I learn something new from students almost every day especially when it comes to technology. They are so tech-savvy. Their ability to use Google drive to turn in assignments by email outside of the school day, collaborate on assignment and document editing, and online tests all make my job so much easier.
Q: What is your favorite part of being an educator?
My favorite part of being an educator is seeing students be successful, and who are proud of their success in the classroom. In my advisory class, I have had students who have almost failed, and would not have graduated high school if they had continued on that path. We have worked together to get to their ultimate goal of graduations. I stayed on them every day about completing assignments and studying to the point it was almost easier to do the work and study than to listen to me. It was worth it though, when they hit their goals and to see how much they beamed with pride.
Q: What advice would you give to upcoming/new educators?
Spend time volunteering in classrooms. Try all different grade levels and subjects. Most teachers have a grade level that they love to work with. Not everyone has the patience to work with students.
Q: What are three words that would describe your life outside of the classroom? (hobbies, interests, etc.)
I spend a lot of time outside of my classroom working with extracurricular activities and sports. It makes the time I spend on the class easier because I have developed a relationship with not only my students but their parents as well. They know I really care about them.
Outside of that, I love going to play team trivia, East Carolina University football games, cruises and Onslow Beach. Go Pirates.
Q: What is a favorite memory from your teaching career?
I have many favorite memories from my career.

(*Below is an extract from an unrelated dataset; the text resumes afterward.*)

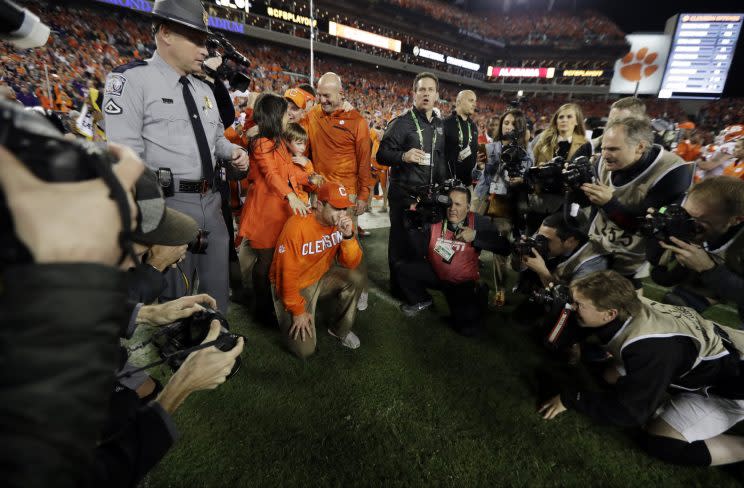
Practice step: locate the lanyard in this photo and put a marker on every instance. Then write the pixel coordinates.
(421, 136)
(459, 130)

It is difficult to pick any one moment, but some of my favorite have been while coaching: the Lady Pups softball team winning games, winning conference and regional with our track team, the football team making it to the third round of the state playoffs, awesome proms and homecoming dances, or our University of North Carolina sports medicine field trip where the bus broke down. Most importantly, the relationships I developed and still maintain with former students.
Q: What advice would you give to a parent of a high school student?

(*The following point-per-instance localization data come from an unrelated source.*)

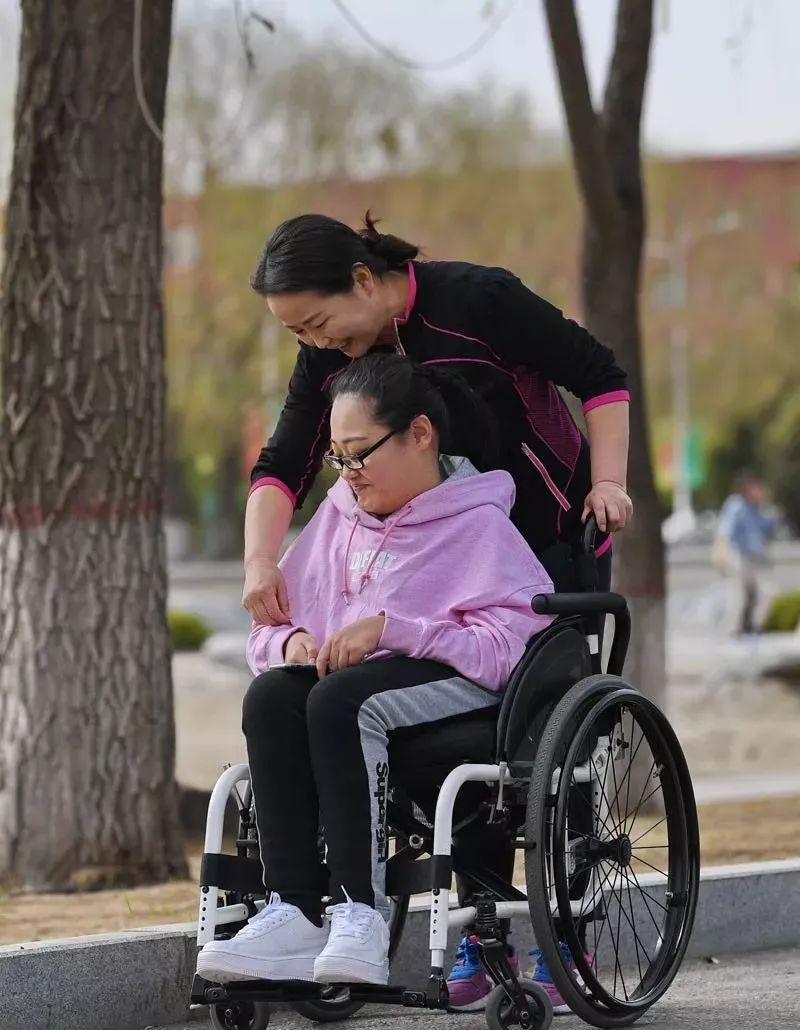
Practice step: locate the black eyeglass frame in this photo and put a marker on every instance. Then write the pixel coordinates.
(355, 461)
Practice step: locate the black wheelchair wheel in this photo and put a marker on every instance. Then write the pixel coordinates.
(240, 1016)
(501, 1014)
(613, 851)
(335, 1001)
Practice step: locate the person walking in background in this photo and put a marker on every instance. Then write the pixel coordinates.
(744, 528)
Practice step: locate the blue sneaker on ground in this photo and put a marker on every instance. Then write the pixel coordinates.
(541, 975)
(467, 984)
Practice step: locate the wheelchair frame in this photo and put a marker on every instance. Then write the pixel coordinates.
(435, 874)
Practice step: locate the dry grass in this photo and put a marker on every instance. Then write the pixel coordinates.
(745, 831)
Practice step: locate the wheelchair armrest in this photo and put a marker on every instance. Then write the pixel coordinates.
(579, 604)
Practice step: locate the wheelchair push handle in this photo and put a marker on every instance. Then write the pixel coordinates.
(590, 535)
(579, 604)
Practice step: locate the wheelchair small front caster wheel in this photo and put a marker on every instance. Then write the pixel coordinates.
(501, 1013)
(240, 1016)
(333, 1004)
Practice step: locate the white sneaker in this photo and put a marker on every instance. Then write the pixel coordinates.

As frustrating as each day can be, never give up on them! Keep showing them you love and care for them. It will click for them in their own time; this usually happens two months before the end of their senior year. That’s when they realize an education and graduation are important, when it clicks that they will have to work for the rest of their lives. It finally settles in that up until now their biggest responsibilities were to be the best student they can be. So encourage your child to play sports and join clubs, as this teaches skills that will help them be successful in their future career. Being a good student pays off on academic scholarships and grants.

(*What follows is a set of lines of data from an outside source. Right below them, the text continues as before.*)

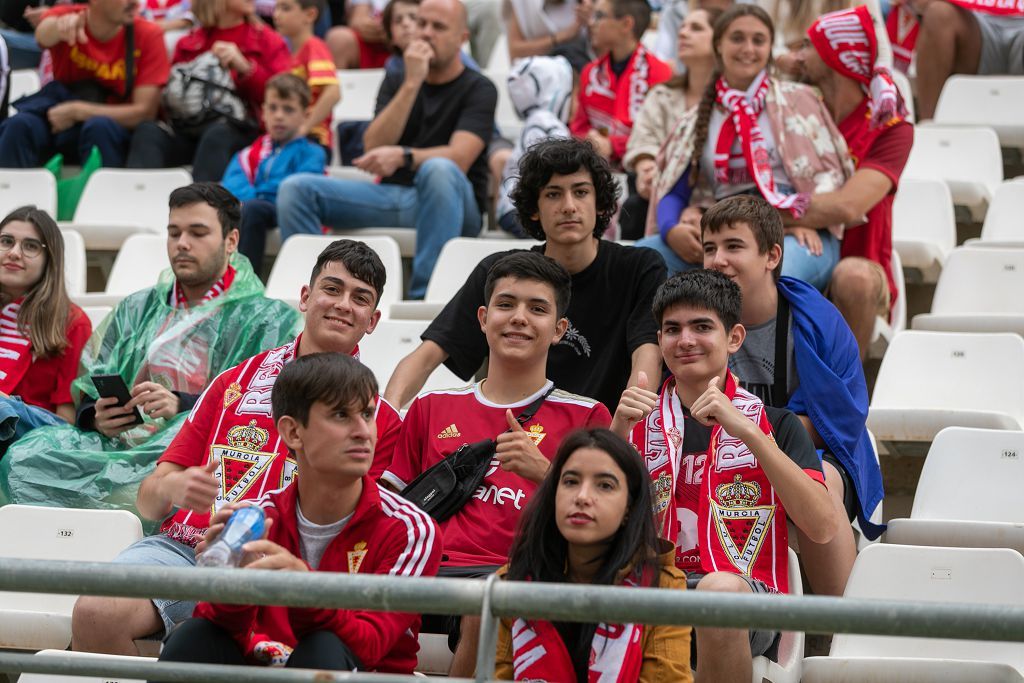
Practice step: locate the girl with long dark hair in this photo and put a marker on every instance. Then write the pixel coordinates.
(42, 333)
(591, 521)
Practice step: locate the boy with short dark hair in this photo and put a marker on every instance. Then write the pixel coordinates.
(335, 518)
(727, 470)
(612, 87)
(257, 171)
(311, 61)
(817, 374)
(526, 297)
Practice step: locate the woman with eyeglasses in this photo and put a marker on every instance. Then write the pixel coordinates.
(42, 333)
(591, 522)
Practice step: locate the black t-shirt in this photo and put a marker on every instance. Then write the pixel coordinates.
(609, 316)
(467, 102)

Q: What changes would you like to see implemented in the school system within the next five years?
I would like to see a return to the emphasis being placed on vocational programs as much as advanced placement classes in schools. Not everyone is college ready when they graduate. Some need to be ready for a career in a vocational field. Again, when they feel successful in school, they will be less disruptive in class and enjoy at school.
Q: What are the biggest challenges you face as an educator in a military town?
I hate students moving away before they graduate from LHS because of the relationships we have developed with them and their families. As a military brat myself, I remember the struggle. Social media has made it easier to maintain contact, especially with some of my more memorable students. The transient nature of the military makes consistency of education plans for students and sports teams difficult. Students have to overcome obstacles of adjusting to new culture of the community and school.
Q: Is there anything else you’d like to share about being an educator?
I have my dream job. Every day is completely unpredictable! Even under stressful conditions, my students make me so proud of them. I am blessed to work with the best kids ever at LHS. They make me smile.